Manufacturing scalability and cost remain critical challenges. Hemophilia programs use 3 to 6×10¹³ vector genomes per kilogram, SMA uses 1.1×10¹⁴ vector genomes per kilogram, and Duchenne programs range from 1.33×10¹⁴ to 2×10¹⁴ vector genomes per kilogram 17. These high doses create manufacturing bottlenecks and contribute to prohibitive pricing, with ICER identifying $1 million to $3 million one-time costs as a core challenge for health system budget impact 26. A 2025 microcosting study quantified first-year delivery costs for hemophilia gene therapy at €28,696 for hemophilia A and €20,511 for hemophilia B, encompassing personnel, hospital visits, laboratory tests, medications, and consumables 27, emphasizing that infrastructure requirements extend beyond vector manufacturing.
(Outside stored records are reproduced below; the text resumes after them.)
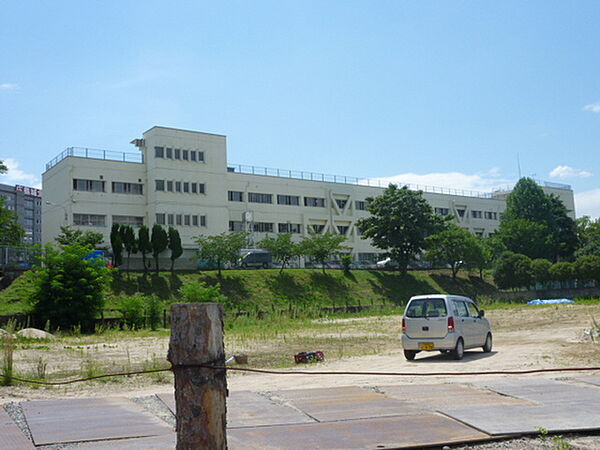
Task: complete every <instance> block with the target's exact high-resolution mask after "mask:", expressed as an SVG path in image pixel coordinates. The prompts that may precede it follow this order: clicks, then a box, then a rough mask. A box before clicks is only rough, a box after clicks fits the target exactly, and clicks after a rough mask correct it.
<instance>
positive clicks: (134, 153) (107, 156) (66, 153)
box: [46, 147, 144, 170]
mask: <svg viewBox="0 0 600 450" xmlns="http://www.w3.org/2000/svg"><path fill="white" fill-rule="evenodd" d="M69 156H77V157H79V158H90V159H104V160H108V161H122V162H132V163H143V162H144V157H143V155H142V153H125V152H115V151H113V150H102V149H99V148H87V147H69V148H67V149H65V150H64V151H62V152H61V153H60V154H59V155H58V156H57V157H56V158H54V159H53V160H52V161H50V162H48V163H46V170H48V169H51V168H52V167H54V166H55V165H57V164H58V163H59V162H61V161H62V160H63V159H65V158H68V157H69Z"/></svg>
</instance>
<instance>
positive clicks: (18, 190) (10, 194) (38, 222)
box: [0, 184, 42, 244]
mask: <svg viewBox="0 0 600 450" xmlns="http://www.w3.org/2000/svg"><path fill="white" fill-rule="evenodd" d="M0 198H3V199H4V207H5V208H7V209H9V210H11V211H14V212H15V213H16V214H17V222H18V223H19V225H21V226H22V227H23V229H24V230H25V237H24V239H23V240H24V243H26V244H41V243H42V191H41V189H36V188H32V187H28V186H21V185H19V184H17V185H16V186H10V185H7V184H0Z"/></svg>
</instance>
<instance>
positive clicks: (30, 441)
mask: <svg viewBox="0 0 600 450" xmlns="http://www.w3.org/2000/svg"><path fill="white" fill-rule="evenodd" d="M0 448H1V449H3V450H27V449H30V448H35V447H34V446H33V444H32V443H31V441H30V440H29V439H27V437H26V436H25V435H24V434H23V432H22V431H21V430H20V429H19V427H18V426H17V425H16V424H15V423H14V422H13V420H12V419H11V418H10V416H9V415H8V413H7V412H6V411H5V410H4V408H2V407H0Z"/></svg>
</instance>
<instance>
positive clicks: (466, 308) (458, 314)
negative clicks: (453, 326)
mask: <svg viewBox="0 0 600 450" xmlns="http://www.w3.org/2000/svg"><path fill="white" fill-rule="evenodd" d="M454 306H455V307H456V310H457V311H458V315H459V316H460V317H469V310H468V309H467V305H466V304H465V302H461V301H454Z"/></svg>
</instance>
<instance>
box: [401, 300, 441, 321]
mask: <svg viewBox="0 0 600 450" xmlns="http://www.w3.org/2000/svg"><path fill="white" fill-rule="evenodd" d="M447 314H448V312H447V310H446V302H444V300H443V299H441V298H423V299H418V300H413V301H412V302H410V305H408V309H407V310H406V317H446V315H447Z"/></svg>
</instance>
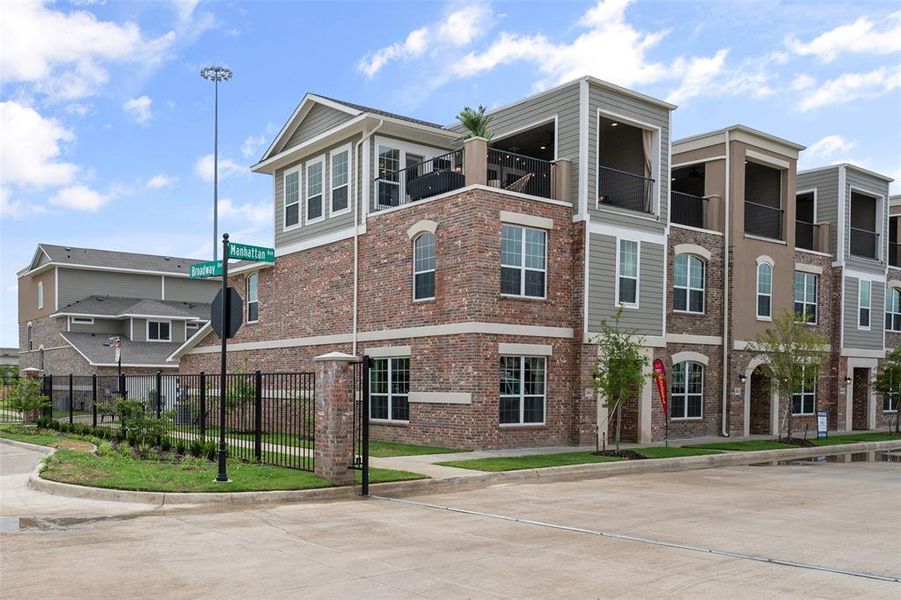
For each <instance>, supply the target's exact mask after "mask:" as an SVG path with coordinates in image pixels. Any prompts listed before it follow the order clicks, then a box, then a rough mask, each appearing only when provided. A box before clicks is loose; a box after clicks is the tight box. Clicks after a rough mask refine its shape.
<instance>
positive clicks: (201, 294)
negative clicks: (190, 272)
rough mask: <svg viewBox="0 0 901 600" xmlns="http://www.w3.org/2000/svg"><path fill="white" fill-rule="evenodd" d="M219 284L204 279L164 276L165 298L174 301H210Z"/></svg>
mask: <svg viewBox="0 0 901 600" xmlns="http://www.w3.org/2000/svg"><path fill="white" fill-rule="evenodd" d="M219 287H220V284H218V283H216V282H215V281H209V280H206V279H186V278H183V277H166V300H172V301H175V302H212V301H213V298H214V297H215V296H216V292H218V291H219Z"/></svg>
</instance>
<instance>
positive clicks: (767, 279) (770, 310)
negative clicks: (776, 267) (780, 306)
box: [757, 262, 773, 319]
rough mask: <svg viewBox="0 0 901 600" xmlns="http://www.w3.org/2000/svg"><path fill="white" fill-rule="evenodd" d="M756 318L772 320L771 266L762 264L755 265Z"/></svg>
mask: <svg viewBox="0 0 901 600" xmlns="http://www.w3.org/2000/svg"><path fill="white" fill-rule="evenodd" d="M757 318H758V319H772V318H773V266H772V265H771V264H769V263H764V262H762V263H759V264H758V265H757Z"/></svg>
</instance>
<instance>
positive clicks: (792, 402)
mask: <svg viewBox="0 0 901 600" xmlns="http://www.w3.org/2000/svg"><path fill="white" fill-rule="evenodd" d="M814 373H815V371H814V369H812V368H810V367H801V384H800V386H799V387H798V391H797V392H795V393H794V394H792V413H793V414H796V415H812V414H813V413H814V411H815V410H816V397H817V393H816V389H817V388H816V383H817V382H816V379H815V378H814Z"/></svg>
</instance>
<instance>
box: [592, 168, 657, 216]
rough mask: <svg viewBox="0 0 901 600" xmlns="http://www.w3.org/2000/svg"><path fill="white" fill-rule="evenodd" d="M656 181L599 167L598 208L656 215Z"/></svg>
mask: <svg viewBox="0 0 901 600" xmlns="http://www.w3.org/2000/svg"><path fill="white" fill-rule="evenodd" d="M653 191H654V180H653V179H651V178H649V177H643V176H641V175H636V174H635V173H629V172H627V171H620V170H619V169H613V168H610V167H604V166H599V167H598V207H601V206H615V207H617V208H625V209H626V210H633V211H635V212H641V213H649V214H653V213H654V197H653Z"/></svg>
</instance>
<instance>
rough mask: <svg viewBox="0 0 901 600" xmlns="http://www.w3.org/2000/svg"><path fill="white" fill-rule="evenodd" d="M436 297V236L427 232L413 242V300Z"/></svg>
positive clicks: (420, 299)
mask: <svg viewBox="0 0 901 600" xmlns="http://www.w3.org/2000/svg"><path fill="white" fill-rule="evenodd" d="M434 297H435V235H434V234H432V233H429V232H425V233H423V234H421V235H419V236H418V237H416V239H414V240H413V299H414V300H428V299H430V298H434Z"/></svg>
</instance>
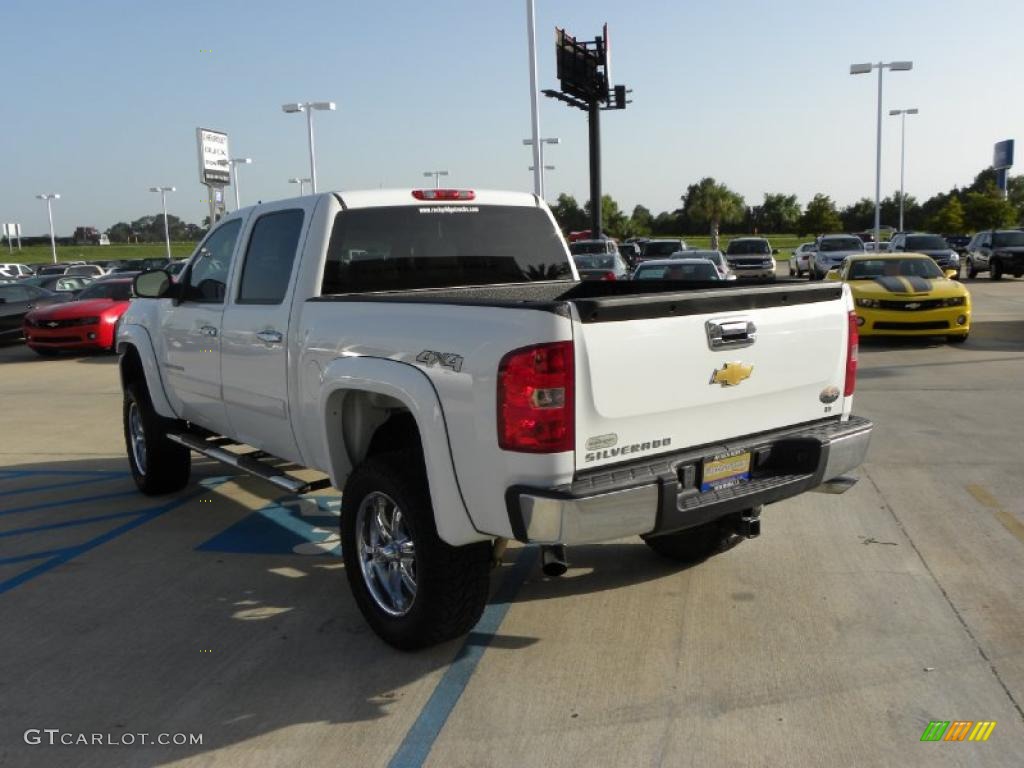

In conclusion, AAV gene transfer demonstrates clearest clinical advantage in hemophilia B (near-normal factor expression with complete bleed cessation and excellent safety), presymptomatic SMA (unprecedented motor outcomes in the narrow therapeutic window of infants younger than six weeks), and inherited retinal dystrophies (durable photoreceptor transduction in immune-privileged tissue). AAV competes effectively but faces viable alternatives in hemophilia A (variable efficacy and high screening failures versus extended half-life ERT), Duchenne muscular dystrophy (high dystrophin expression but inconsistent clinical translation versus mutation-specific ASOs), and symptomatic SMA (stabilization in older patients with high adverse event burden versus established ASO/small-molecule therapies). AAV shows minimal presence or disadvantage in amyotrophic lateral sclerosis, metachromatic leukodystrophy (ex vivo lentiviral HSC gene therapy approved; no in vivo AAV programs), and systemic CNS diseases requiring broad tissue distribution. The competitive advantage is context-dependent, strongest in indications requiring durable gene addition in non-dividing cells accessible via direct delivery and lacking viable ASO/siRNA/ERT alternatives, while narrowing where alternative modalities offer comparable efficacy with lower manufacturing burden, reversible mechanisms, or superior safety profiles 1718192124252627.